Donetsk Jews Celebrate Sukkot
Earlier this month, the Jews of besieged Donetsk -- the city in eastern Ukraine caught in the crossfires of much of the tension and violence plaguing the former Soviet republic -- celebrated a very special Sukkot.
October 23, 2014
Earlier this month, the Jews of besieged Donetsk — the city in eastern Ukraine caught in the crossfires of much of the tension and violence plaguing the former Soviet republic — celebrated a very special Sukkot.
We received the following report from the field:
‘It wasn’t just an ordinary sukkah, set in the city. It became a holy Jewish Sukkot house installed in Donetsk under an open sky that has suffered constant shooting.
Still, the sukkah was warmed with sunlight and our hearts that protected us from bullets and banished sad thoughts. Everyone there had the same thought: ‘We’ve never had a Sukkot like this!’
With some Hesed social welfare center staff outside of the city for almost two months, some programs were temporarily paused; people grew sad, as they had grown used to Friday get-togethers, full of inspiring song and fun activities.

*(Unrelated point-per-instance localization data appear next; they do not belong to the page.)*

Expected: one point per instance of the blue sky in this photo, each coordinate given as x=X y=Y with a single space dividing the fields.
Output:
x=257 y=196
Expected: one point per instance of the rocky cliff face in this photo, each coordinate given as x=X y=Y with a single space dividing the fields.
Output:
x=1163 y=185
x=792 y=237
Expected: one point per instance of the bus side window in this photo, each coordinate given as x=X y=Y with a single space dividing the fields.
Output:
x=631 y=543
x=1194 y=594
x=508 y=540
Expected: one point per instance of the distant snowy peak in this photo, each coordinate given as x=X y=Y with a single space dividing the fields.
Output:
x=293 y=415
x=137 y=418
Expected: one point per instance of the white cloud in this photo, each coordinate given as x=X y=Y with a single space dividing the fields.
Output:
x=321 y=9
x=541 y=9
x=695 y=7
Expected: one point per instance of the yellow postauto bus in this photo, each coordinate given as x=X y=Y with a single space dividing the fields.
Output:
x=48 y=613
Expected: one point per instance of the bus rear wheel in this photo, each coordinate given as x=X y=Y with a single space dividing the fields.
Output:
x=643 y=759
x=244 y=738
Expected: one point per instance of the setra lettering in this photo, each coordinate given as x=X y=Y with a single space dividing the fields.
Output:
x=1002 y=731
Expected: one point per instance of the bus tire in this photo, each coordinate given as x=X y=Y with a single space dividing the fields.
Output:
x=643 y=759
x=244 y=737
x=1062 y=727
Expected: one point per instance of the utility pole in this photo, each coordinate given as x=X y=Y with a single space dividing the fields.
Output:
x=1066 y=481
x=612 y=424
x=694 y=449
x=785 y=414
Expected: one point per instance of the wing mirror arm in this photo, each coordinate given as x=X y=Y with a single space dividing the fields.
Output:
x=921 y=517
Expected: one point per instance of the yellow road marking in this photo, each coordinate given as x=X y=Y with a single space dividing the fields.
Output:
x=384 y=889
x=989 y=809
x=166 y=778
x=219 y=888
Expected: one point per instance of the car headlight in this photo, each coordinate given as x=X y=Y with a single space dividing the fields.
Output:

But the Sukkot celebration brought everyone together, even if participants did not immediately have perfect lulavs and etrogs, instead substituting the ritual objects with goods more easily obtained in this time of crisis.
‘I probably didn’t have the right to do so, but I replaced them with a willow branch, a common lemon, and some bay leaves,’ said the Hesed club leader. ‘I even, and God forgive me, changed the words of the opening blessing to say, ‘God, give peace to our homes, stop the deaths of our children and the elderly, save our lives, and we will celebrate the holidays and observe all the Jewish traditions.”
Everybody listened like never before.
One Hesed club member asked what a Russian translation of ‘Hava Nagilah’ might be, receiving ‘Let’s Rejoice!’ as an answer.
When another Hesed club member said, ‘What’s the reason for being happy?’ many around the room quickly responded that they were proud and glad to be alive and to be together again to celebrate this holiday.